As mentioned above, it cannot be used properly in select ($"name") in ide. The solution is:

Add this sentence before the statement: import spark.sqlContext.implicits._ is mainly due to type problems, plus implicit conversion is good 2.3.2 sql statement

The df object cannot execute sql directly. You need to generate a view and then execute SQL.

You need to specify the name of the view you created, which is equivalent to the table name.

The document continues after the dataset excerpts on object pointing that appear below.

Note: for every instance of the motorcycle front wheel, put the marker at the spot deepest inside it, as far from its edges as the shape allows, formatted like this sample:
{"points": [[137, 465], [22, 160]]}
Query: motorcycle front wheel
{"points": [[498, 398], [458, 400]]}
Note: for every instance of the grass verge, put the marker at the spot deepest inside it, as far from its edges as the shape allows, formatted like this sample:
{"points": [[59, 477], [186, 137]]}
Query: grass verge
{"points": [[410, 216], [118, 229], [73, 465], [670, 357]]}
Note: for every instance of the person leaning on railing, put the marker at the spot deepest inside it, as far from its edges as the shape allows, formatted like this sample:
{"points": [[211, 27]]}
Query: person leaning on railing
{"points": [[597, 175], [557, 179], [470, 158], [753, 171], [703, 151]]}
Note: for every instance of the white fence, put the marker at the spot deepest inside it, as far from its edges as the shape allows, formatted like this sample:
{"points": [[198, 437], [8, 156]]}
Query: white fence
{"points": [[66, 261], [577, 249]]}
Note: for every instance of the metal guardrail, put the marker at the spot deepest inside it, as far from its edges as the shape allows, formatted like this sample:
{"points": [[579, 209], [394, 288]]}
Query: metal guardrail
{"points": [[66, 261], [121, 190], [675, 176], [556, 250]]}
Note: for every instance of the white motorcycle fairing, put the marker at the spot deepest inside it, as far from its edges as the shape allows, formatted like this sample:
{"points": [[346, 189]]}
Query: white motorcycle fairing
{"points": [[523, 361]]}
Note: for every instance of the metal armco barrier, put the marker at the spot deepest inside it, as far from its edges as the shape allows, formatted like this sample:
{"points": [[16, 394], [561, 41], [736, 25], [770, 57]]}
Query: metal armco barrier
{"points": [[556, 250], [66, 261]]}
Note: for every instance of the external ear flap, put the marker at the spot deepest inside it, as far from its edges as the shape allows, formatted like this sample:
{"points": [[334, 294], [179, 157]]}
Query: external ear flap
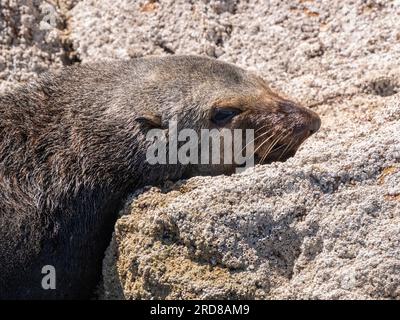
{"points": [[150, 119]]}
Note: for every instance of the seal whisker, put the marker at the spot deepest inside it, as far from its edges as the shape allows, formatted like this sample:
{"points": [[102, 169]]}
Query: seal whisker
{"points": [[266, 140], [261, 135], [278, 138]]}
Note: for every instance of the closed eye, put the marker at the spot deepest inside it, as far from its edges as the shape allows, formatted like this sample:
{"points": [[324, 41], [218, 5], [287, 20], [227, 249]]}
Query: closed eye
{"points": [[222, 116]]}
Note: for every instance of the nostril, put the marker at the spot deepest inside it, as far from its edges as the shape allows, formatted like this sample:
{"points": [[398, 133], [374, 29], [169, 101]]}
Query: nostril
{"points": [[315, 125]]}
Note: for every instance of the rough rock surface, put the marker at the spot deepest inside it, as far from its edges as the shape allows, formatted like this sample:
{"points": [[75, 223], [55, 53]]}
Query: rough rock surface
{"points": [[33, 39], [323, 225], [311, 50]]}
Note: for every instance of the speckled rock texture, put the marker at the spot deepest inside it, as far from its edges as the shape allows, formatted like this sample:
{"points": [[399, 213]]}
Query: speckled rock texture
{"points": [[311, 50], [323, 225], [33, 39]]}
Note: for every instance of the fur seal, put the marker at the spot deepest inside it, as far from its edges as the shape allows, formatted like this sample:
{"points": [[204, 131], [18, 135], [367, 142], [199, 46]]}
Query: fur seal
{"points": [[73, 146]]}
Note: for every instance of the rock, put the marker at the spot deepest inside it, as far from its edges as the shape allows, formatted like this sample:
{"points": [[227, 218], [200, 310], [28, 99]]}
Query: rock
{"points": [[32, 39], [291, 44], [323, 225]]}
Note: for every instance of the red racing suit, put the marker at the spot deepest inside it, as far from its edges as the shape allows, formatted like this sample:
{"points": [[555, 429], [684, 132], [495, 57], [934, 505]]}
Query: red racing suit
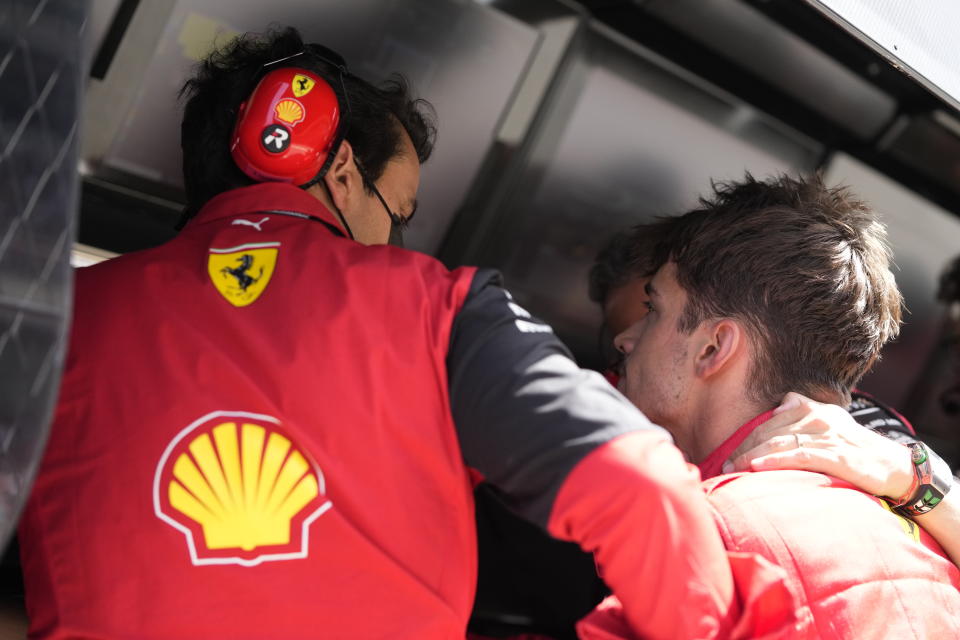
{"points": [[267, 430], [855, 569]]}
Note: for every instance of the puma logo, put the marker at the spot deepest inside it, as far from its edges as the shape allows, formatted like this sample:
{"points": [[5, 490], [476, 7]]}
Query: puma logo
{"points": [[250, 223]]}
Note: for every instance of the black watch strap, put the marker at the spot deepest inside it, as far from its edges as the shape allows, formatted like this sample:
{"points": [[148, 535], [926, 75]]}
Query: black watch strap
{"points": [[934, 481]]}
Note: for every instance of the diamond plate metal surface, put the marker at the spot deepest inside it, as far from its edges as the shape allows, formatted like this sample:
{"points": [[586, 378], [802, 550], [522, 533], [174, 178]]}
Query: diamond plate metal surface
{"points": [[40, 91]]}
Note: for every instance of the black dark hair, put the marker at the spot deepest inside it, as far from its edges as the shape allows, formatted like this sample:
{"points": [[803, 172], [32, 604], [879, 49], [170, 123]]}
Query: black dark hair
{"points": [[636, 252], [227, 77]]}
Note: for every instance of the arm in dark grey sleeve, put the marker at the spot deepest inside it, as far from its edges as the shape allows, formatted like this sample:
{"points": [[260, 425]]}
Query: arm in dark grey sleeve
{"points": [[525, 413]]}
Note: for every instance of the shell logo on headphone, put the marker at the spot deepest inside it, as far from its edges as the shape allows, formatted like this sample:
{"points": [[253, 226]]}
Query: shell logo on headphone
{"points": [[286, 130]]}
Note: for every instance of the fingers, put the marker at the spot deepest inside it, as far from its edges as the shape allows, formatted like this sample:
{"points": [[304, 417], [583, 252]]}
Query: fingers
{"points": [[791, 443], [804, 459]]}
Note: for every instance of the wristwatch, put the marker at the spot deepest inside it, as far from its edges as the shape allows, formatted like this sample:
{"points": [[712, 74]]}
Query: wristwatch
{"points": [[932, 481]]}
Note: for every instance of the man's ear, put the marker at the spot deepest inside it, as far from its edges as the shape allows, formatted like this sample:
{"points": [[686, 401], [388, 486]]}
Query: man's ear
{"points": [[721, 342], [342, 178]]}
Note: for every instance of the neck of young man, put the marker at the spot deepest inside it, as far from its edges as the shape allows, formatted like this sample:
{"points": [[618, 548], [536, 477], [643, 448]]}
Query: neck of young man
{"points": [[715, 415]]}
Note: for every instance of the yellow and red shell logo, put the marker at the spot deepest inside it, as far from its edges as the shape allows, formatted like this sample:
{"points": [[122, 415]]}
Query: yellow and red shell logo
{"points": [[240, 490], [290, 111]]}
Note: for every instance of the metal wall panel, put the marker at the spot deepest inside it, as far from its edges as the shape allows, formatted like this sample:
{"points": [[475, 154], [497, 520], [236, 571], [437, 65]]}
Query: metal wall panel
{"points": [[625, 137], [919, 35], [40, 72]]}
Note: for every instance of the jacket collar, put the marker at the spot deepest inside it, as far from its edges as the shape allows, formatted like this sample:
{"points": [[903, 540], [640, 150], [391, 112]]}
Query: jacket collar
{"points": [[265, 196], [713, 464]]}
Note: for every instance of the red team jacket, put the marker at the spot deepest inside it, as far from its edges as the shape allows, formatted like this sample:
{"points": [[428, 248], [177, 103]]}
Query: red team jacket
{"points": [[267, 430], [855, 569]]}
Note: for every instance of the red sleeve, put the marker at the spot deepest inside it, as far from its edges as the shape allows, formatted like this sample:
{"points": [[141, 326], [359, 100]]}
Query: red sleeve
{"points": [[639, 508]]}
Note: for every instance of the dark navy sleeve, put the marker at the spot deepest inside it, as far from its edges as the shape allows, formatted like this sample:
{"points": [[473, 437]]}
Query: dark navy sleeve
{"points": [[525, 413]]}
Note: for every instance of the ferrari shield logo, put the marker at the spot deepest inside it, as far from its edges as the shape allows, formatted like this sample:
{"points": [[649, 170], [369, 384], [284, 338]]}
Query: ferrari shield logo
{"points": [[242, 273], [302, 85]]}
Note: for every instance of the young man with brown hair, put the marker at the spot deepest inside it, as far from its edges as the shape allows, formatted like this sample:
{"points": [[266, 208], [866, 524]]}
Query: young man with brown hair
{"points": [[771, 287]]}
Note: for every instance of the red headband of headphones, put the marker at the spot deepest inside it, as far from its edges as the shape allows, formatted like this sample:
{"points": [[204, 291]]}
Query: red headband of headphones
{"points": [[285, 130]]}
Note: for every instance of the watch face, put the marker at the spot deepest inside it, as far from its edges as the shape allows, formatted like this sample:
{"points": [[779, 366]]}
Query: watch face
{"points": [[919, 455]]}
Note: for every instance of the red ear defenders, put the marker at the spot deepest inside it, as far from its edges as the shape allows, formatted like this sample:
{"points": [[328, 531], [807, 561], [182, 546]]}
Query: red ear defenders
{"points": [[287, 129]]}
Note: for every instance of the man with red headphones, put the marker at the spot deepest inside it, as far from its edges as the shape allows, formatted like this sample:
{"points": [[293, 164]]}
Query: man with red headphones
{"points": [[271, 426]]}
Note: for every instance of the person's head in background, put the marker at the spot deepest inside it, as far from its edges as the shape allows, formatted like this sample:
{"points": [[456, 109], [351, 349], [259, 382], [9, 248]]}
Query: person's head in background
{"points": [[388, 132], [619, 274], [768, 287]]}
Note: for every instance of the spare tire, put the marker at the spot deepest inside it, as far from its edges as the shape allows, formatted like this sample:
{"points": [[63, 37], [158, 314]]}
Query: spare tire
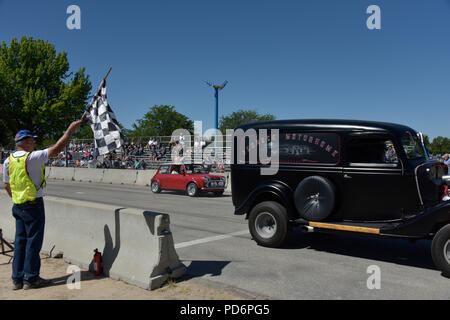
{"points": [[315, 198]]}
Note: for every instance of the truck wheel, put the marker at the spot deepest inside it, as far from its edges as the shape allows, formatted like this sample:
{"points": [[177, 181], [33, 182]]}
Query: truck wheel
{"points": [[268, 224], [156, 188], [440, 250], [315, 198], [192, 190]]}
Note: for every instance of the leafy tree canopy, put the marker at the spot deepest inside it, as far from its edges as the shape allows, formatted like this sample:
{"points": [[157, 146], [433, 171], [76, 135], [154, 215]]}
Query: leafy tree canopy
{"points": [[240, 117], [37, 92], [161, 120]]}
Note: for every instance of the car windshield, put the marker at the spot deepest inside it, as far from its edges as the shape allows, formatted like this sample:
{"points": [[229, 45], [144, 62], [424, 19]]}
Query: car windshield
{"points": [[412, 146], [195, 168]]}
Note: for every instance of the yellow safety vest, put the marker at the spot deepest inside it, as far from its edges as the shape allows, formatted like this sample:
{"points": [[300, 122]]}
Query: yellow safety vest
{"points": [[22, 187]]}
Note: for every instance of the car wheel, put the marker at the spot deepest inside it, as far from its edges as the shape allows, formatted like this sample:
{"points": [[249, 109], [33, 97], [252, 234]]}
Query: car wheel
{"points": [[440, 250], [192, 190], [156, 188], [315, 198], [268, 224]]}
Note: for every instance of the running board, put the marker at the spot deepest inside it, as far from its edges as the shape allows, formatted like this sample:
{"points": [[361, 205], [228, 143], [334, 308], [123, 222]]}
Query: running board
{"points": [[342, 227]]}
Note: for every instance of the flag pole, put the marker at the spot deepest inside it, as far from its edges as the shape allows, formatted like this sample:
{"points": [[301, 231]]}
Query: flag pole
{"points": [[104, 79]]}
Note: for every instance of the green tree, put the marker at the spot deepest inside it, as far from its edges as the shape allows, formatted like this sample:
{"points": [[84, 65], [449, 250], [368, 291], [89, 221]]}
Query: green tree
{"points": [[240, 117], [161, 120], [37, 91], [440, 145]]}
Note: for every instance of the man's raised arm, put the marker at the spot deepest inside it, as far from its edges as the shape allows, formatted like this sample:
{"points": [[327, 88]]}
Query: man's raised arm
{"points": [[64, 140]]}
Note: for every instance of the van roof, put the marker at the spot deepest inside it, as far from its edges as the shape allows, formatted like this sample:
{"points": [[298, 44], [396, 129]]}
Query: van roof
{"points": [[328, 125]]}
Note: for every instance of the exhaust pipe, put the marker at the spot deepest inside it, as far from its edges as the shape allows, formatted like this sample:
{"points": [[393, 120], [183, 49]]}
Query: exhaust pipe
{"points": [[307, 229]]}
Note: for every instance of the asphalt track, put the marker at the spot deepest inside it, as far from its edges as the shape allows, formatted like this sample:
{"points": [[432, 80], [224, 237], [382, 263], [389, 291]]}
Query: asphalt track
{"points": [[215, 245]]}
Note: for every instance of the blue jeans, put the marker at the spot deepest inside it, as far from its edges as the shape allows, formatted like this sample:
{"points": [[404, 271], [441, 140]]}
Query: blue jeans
{"points": [[30, 222]]}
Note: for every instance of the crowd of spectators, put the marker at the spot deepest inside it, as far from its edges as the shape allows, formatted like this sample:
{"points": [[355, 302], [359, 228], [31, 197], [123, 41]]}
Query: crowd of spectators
{"points": [[134, 155]]}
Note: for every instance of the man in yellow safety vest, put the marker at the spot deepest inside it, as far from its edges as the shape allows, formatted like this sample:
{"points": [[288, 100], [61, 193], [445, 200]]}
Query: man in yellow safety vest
{"points": [[24, 180]]}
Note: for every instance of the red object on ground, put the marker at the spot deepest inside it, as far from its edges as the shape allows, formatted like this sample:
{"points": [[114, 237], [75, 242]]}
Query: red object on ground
{"points": [[97, 263]]}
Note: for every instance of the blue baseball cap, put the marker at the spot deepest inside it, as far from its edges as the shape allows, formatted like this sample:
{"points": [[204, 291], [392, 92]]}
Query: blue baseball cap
{"points": [[21, 135]]}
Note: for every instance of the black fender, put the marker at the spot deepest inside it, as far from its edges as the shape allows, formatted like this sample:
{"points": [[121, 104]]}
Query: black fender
{"points": [[423, 224], [272, 190]]}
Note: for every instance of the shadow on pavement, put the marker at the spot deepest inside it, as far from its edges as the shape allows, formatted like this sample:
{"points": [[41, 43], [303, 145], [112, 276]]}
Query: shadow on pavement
{"points": [[396, 251], [199, 269]]}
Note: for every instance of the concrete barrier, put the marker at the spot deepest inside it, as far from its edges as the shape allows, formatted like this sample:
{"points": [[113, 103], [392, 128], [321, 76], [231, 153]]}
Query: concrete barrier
{"points": [[59, 173], [111, 176], [119, 176], [137, 246], [144, 177], [88, 175]]}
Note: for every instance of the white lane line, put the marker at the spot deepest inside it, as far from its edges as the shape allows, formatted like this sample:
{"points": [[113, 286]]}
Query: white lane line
{"points": [[210, 239]]}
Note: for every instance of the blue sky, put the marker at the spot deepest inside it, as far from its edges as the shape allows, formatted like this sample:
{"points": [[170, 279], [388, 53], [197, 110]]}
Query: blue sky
{"points": [[290, 58]]}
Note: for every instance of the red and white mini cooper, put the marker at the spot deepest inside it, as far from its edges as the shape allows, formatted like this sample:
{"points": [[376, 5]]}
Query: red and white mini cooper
{"points": [[193, 178]]}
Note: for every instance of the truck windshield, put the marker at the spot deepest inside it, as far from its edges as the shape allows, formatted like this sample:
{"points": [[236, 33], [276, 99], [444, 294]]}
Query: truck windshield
{"points": [[412, 146]]}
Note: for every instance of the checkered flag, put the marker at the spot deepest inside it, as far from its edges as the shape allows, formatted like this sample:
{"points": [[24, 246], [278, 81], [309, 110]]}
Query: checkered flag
{"points": [[106, 129]]}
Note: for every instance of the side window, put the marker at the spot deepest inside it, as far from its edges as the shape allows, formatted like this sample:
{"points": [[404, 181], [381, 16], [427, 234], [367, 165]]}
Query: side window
{"points": [[372, 150], [309, 147], [175, 169], [164, 170]]}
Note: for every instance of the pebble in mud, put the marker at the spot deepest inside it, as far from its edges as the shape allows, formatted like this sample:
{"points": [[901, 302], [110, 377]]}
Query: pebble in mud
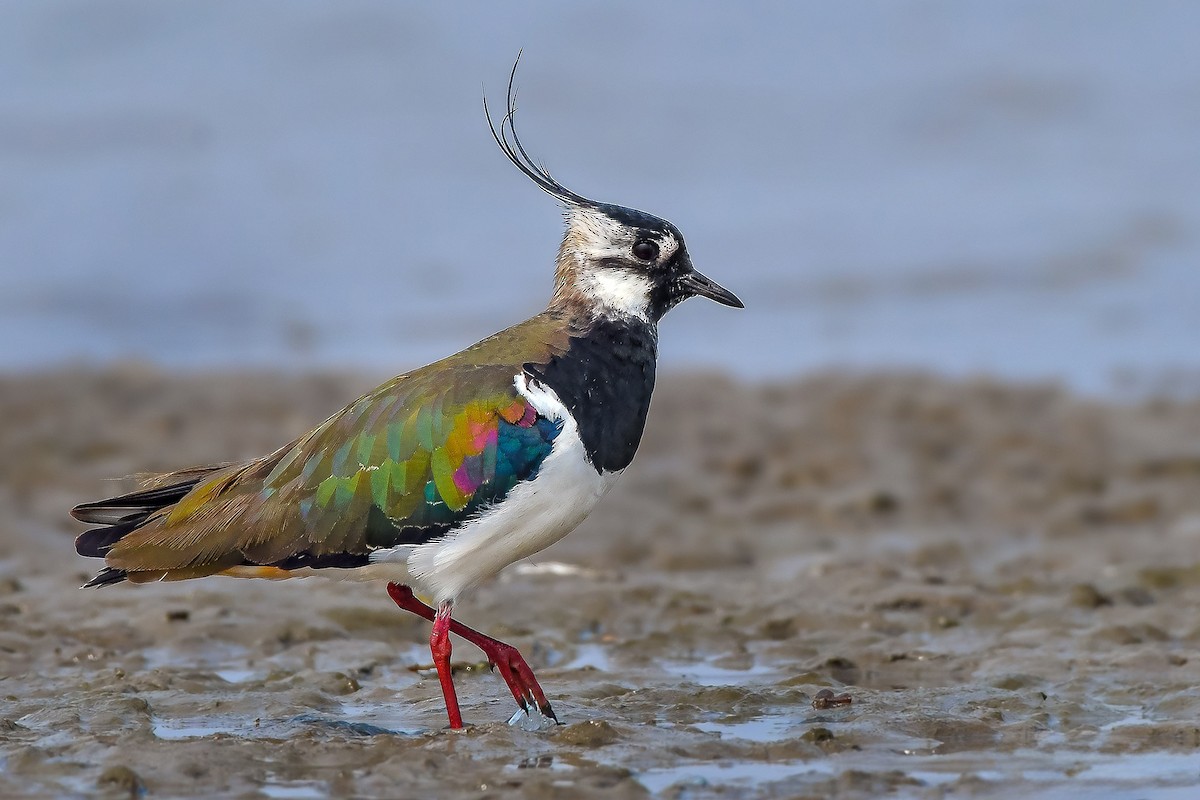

I'll talk about it in more detail later in the view. Here's a concept.

Example:

Val spark = SparkSession.builder () .master ("local") .appName ("createDF case class") .getOrCreate (). / / create a temporary view through the df object. The view name is equivalent to the table name df1.createOrReplaceTempView ("emp") / / execute spark.sql ("select * from emp") through the sparksession object. Showspark.sql ("select * from emp where sal > 2000"). Showspark.sql ("select deptno,count (1) from emp group by deptno"). Show// can create multiple views Do not conflict df1.createOrReplaceTempView ("emp12345") spark.sql ("select e.deptno from emp12345 e"). Show2.3.3 multi-table query scala > case class Dept (deptno:Int,dname:String,loc:String) defined class Deptscala > val lines = sc.textFile ("/ usr/local/tmp_files/dept.csv"). Map (_ split (",") lines: org.apache.spark.rdd.RDD [string] = MapPartitionsRDD [68] at map at: 24scala > val allDept = lines.map (x = > Dept (x (0). ToInt) X (1), x (2)) allDept: org.apache.spark.rdd.RDD [Dept] = MapPartitionsRDD [69] at map at: 28scala > val df2 = allDept.toDFdf2: org.apache.spark.sql.DataFrame = [deptno: int, dname: string... 1 more field] scala > df2.createcreateGlobalTempView createOrReplaceTempView createTempViewscala > df2.createOrReplaceTempView ("dept") scala > spark.sql ("select dname,ename from emp12345") Show+-+-+ | dname | ename | +-+-+ | RESEARCH | SMITH | | RESEARCH | JONES | | RESEARCH | SCOTT | | RESEARCH | ADAMS | | RESEARCH | FORD | | ACCOUNTING | CLARK | | ACCOUNTING | | ACCOUNTING | MILLER | | SALES | ALLEN | SALES | WARD | SALES | MARTIN | SALES | BLAKE | SALES | TURNER | SALES | JAMES | + -+-+ 2.4Create DataSet2.4.1 via case class

Similar to DataFrame, except that toDF is changed to call the toDS method

Package SparkSQLExerimport org.apache.spark.sql.SparkSessionimport org.apache.spark. {SparkConf, SparkContext} object CreateDS {def main (args: Array [String]): Unit = {val spark = SparkSession.builder (). Master ("local"). AppName ("createDF case class"). GetOrCreate () val lines = spark.sparkContext.textFile ("G:\\ test\\ t_stu.txt"). Map (_ .split (",") val tb = lines.map (t = > emp1 (t (0) .toInt, t (1)) T (2) .toInt) import spark.sqlContext.implicits._ val df1 = tb.toDS () df1.select ($"name")} case class emp1 (id:Int,name:String,age:Int) 2.4.2 through the sequence of Seq class objects package SparkSQLExerimport org.apache.spark.sql.SparkSessionimport org.apache.spark. {SparkConf SparkContext} object CreateDS {def main (args: Array [String]): Unit = {val spark = SparkSession.builder (). Master ("local"). AppName ("createDF case class"). GetOrCreate () / / create a sequence object It's full of emp1 objects, mapped data. Then directly toDS to DataSet val ds1 = Seq (emp1 (1, "king", 20)). ToDS () ds1.printSchema ()}} case class emp1 (id:Int,name:String,age:Int) 2.4.3 use the json format file to define case classcase class Person (name:String Age:BigInt) uses JSON data to generate DataFrameval df = spark.read.format ("json"). Load ("/ usr/local/tmp_files/people.json") converts DataFrame to DataSetdf.as [person] .showdf.as [Person] is a generic type in DataSetas [T] that needs to be a case class class Used to map header 2.5 to operate DataSet

The operators supported by DataSet are actually the combination of rdd and DataFrame operators.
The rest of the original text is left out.